Amdgpu Trouble

Trouble was first noticed when a 1 minute freeze occurred: “kwin_x11[1741]: Freeze in OpenGL initialization detected”. Updating the machine resulted in the following error during boot: “kwin_x11[1431]: kwin_core: Compositing is not possible”.

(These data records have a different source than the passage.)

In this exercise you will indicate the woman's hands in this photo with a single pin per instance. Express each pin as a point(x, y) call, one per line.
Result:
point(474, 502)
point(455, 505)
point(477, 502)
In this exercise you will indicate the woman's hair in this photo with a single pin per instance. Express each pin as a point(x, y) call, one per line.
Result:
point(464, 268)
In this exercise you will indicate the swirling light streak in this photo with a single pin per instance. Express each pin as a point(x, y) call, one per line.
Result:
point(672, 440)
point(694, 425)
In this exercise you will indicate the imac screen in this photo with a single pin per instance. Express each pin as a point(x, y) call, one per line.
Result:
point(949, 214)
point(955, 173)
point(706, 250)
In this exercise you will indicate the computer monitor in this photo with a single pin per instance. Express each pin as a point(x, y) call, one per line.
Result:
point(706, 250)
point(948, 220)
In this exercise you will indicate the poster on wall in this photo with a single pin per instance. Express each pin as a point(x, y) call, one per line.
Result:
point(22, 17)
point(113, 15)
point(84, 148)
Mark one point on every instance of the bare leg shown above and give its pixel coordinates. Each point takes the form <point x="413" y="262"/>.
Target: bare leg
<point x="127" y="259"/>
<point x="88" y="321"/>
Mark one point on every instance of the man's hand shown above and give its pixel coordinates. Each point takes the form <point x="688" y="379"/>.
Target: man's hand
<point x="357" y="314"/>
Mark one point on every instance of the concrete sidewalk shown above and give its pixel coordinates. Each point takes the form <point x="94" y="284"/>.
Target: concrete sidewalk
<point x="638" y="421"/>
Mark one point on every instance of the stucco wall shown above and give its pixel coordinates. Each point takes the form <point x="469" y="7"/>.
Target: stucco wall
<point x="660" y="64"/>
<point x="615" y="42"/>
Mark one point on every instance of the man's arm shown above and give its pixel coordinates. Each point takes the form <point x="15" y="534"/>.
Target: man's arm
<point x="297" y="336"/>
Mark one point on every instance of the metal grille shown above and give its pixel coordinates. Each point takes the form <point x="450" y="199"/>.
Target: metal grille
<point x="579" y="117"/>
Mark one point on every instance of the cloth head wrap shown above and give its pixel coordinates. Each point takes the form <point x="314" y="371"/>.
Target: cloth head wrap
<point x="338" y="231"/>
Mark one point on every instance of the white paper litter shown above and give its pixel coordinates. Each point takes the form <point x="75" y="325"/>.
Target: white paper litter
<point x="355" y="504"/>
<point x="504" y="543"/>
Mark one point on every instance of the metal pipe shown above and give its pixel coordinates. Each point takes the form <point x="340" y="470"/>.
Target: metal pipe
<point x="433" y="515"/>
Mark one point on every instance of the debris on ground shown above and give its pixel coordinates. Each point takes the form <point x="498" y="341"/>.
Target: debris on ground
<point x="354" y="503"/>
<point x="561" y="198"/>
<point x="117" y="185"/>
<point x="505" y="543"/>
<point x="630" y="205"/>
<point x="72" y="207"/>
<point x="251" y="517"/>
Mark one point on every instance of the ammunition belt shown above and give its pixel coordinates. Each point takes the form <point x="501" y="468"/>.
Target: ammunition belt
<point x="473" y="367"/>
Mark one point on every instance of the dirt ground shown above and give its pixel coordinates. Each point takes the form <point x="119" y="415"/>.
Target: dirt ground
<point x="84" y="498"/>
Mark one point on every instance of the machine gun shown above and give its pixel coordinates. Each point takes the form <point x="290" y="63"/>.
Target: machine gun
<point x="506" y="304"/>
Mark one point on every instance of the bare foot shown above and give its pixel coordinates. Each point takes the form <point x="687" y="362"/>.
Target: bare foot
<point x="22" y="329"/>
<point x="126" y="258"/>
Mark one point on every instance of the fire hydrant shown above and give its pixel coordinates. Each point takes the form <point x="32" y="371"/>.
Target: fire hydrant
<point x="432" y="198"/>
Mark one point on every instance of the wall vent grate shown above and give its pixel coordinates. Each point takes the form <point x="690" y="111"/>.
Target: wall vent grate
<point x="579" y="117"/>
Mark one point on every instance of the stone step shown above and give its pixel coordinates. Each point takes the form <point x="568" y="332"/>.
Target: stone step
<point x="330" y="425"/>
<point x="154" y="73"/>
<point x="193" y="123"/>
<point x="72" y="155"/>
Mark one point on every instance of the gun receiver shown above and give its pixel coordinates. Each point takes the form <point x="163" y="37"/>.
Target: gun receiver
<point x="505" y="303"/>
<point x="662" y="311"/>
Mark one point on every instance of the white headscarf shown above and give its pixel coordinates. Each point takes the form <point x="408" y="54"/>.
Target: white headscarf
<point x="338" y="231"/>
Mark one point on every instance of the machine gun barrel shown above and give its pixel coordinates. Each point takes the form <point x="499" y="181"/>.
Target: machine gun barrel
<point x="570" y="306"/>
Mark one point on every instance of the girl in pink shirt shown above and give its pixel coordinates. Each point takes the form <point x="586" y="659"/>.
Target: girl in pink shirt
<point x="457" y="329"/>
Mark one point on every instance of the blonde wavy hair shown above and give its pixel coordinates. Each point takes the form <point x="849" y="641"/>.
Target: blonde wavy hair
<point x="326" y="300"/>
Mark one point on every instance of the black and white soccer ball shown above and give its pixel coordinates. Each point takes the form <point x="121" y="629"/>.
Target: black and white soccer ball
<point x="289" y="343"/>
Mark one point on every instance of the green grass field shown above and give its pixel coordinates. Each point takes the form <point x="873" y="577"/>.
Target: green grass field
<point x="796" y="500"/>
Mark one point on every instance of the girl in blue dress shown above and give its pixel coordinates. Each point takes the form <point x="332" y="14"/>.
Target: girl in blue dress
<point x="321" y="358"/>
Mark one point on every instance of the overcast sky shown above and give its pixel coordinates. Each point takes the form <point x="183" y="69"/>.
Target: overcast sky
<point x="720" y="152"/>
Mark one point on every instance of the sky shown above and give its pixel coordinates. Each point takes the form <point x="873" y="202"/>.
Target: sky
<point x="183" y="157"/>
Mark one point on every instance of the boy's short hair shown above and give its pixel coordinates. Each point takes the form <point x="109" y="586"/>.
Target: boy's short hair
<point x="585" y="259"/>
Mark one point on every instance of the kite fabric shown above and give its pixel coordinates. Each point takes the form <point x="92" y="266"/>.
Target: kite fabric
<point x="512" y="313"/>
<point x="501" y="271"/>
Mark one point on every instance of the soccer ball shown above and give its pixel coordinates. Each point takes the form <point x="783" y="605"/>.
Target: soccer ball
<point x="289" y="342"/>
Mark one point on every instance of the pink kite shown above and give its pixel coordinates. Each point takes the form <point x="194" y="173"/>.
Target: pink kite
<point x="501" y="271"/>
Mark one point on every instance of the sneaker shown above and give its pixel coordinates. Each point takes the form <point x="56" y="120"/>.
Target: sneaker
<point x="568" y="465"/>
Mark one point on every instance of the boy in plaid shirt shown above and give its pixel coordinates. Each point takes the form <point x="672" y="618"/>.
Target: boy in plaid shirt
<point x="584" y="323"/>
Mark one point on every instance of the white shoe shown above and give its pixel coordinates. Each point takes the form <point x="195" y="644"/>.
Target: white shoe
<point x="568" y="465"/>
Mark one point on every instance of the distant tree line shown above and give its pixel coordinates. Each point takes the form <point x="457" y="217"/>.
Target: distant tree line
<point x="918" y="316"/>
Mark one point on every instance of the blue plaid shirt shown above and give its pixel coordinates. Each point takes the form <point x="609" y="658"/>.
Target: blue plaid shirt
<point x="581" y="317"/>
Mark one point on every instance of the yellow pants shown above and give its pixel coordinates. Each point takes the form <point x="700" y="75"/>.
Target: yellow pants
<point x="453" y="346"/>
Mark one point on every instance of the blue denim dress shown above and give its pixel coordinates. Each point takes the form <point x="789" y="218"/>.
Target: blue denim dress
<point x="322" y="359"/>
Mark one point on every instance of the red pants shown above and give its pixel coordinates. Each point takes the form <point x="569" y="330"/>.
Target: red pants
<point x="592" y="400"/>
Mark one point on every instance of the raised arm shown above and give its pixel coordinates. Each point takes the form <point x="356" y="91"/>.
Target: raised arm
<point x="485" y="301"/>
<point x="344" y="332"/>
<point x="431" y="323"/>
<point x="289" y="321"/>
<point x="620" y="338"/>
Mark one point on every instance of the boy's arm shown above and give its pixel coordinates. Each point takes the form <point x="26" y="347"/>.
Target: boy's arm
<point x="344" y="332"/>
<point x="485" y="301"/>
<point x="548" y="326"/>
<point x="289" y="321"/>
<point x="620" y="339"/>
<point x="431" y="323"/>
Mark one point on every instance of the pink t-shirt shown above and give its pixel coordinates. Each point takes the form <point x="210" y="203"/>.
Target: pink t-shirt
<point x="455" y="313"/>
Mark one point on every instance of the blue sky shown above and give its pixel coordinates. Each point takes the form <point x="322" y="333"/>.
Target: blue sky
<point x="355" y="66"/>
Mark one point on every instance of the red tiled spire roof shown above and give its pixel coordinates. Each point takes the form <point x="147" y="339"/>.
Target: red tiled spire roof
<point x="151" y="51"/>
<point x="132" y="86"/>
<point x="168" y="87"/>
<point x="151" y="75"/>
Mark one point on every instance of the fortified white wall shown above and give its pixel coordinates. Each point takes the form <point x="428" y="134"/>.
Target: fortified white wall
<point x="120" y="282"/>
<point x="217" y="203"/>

localhost:~ # inxi -SCGxxx
System:    Host: localhost.localdomain Kernel: 5.8.4-1-default x86_64 bits: 64 compiler: N/A Console: tty 1 wm: kwin_x11 
           dm: SDDM Distro: openSUSE Tumbleweed 20200906 
CPU:       Topology: Quad Core model: AMD Ryzen 5 3400G with Radeon Vega Graphics bits: 64 type: MT MCP arch: Zen+ rev: 1 
           L1 cache: 384 KiB L2 cache: 2048 KiB L3 cache: 4096 KiB 
           flags: avx avx2 lm nx pae sse sse2 sse3 sse4_1 sse4_2 sse4a ssse3 svm bogomips: 59090 
           Speed: 1395 MHz min/max: 1400/3700 MHz boost: enabled Core speeds (MHz): 1: 1398 2: 1317 3: 1256 4: 1257 5: 1397 
           6: 1267 7: 1256 8: 1255 
Graphics:  Device-1: Advanced Micro Devices [AMD/ATI] Picasso driver: amdgpu v: kernel bus ID: 06:00.0 chip ID: 1002:15d8 
           Display: server: X.Org 1.20.9 compositor: kwin_x11 driver: amdgpu FAILED: ati unloaded: fbdev,modesetting,vesa 
           resolution: 1920x1200~60Hz s-dpi: 96 
           OpenGL: renderer: AMD RAVEN (DRM 3.38.0 5.8.4-1-default LLVM 10.0.1) v: 4.6 Mesa 20.1.7 direct render: Yes 
localhost:~ # 

Any idea?

Selecting System Settings > Display and Monitor > Rendering Backend > OpenGL 3.1 seems to fix the problem.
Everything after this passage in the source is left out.